Düşünür ve eylemini ülkesi ve insanı için yapmaktan da geri durmaz. Çünkü, bu noktadan ötesi yoktur ve yapacağı eylemden başka bir çaresi kalmamıştır onun için...

Ne yaptın?

Milliyetçilik(!) ayağına yatıp, "vatan kurtaran aslan" havalarına girip, Rus Büyükelçisine kurşun yağdırdın.

Ulan o Büyükelçi,  tüm varlığıyla sana emanet...

Misafirin...

Aklınca iş yaptın güya!

xxx

Bir devlet görevlisi polisin, bir diğer ülkenin mensubu kişiyi  tabancayla vurup öldürmesi ülkemizde terörün nerelere ulaştığının işareti oldu.

Eskiden özellikle polis ve öğretmen olacaklar için "kırk dereden su getirtilir, gelmişi/geçmişi sorulur", araştırılırdı.

Şimdi?..

Göstermelik sınavları kazananlar polis de oluyor, öğretmen de...

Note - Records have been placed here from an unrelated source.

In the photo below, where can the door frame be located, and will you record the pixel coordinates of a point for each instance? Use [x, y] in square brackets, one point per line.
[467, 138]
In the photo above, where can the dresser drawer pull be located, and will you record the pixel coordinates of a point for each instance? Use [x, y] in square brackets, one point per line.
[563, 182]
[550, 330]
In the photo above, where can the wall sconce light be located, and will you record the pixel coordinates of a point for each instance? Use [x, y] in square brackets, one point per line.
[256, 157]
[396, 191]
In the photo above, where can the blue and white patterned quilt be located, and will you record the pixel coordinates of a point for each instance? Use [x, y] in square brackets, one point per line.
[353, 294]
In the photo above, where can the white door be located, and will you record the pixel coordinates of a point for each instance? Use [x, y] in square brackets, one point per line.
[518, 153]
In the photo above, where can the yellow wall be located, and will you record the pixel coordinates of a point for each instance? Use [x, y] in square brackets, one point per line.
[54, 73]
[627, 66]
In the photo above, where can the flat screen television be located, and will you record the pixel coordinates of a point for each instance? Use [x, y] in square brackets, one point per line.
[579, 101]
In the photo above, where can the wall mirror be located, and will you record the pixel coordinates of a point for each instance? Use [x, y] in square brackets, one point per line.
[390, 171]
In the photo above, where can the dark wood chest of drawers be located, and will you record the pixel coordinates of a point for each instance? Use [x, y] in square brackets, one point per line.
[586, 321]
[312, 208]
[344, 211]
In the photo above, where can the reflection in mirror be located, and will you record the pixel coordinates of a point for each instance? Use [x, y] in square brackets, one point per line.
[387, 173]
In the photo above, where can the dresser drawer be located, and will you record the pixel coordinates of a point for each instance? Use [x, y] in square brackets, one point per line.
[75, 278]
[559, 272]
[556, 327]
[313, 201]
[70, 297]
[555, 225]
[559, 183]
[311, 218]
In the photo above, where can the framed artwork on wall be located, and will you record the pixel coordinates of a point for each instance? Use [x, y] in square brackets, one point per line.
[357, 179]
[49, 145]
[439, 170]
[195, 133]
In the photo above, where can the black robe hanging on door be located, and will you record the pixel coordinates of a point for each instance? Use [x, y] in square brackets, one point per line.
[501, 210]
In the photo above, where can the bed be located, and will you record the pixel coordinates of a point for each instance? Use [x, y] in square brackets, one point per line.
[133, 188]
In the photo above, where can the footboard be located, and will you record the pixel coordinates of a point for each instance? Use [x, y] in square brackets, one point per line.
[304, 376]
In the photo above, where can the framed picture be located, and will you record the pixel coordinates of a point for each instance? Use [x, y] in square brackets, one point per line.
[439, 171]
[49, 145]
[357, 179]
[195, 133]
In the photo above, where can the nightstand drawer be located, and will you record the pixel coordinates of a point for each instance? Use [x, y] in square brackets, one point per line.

Çünkü, sınav soruları aylar öncesinden "bizden olan" adaylara servis edilmedi mi bu ülkede?

"Biz... Bizim... Bizden..." yönetim anlayışı...

Sonuç; devletin güvenlik görevlisi suikast yapıyor.

xxx

Bir çuval inciri berbat etme" noktasındayız. Noktasındayız ve hiç de iyi havada değiliz.

Belli ki, dış güçler "cirit atıyor"  ülkede...

Yirmi birinci yüzyılın başında,  silahlı savaşı ülkelerinden uzak tutmayı kendilerine yeğleyen devletler;  güçleri oranında bunu şimdilik başarıyor görünüyorlar.

Ama, terörün ülkeler arası sınır tanımazlığı,  bu belanın hiç bir toplum için kaçınılır yönü ve yanı bulunmadığı gerçeğini onlar da kabul edecekler er-geç...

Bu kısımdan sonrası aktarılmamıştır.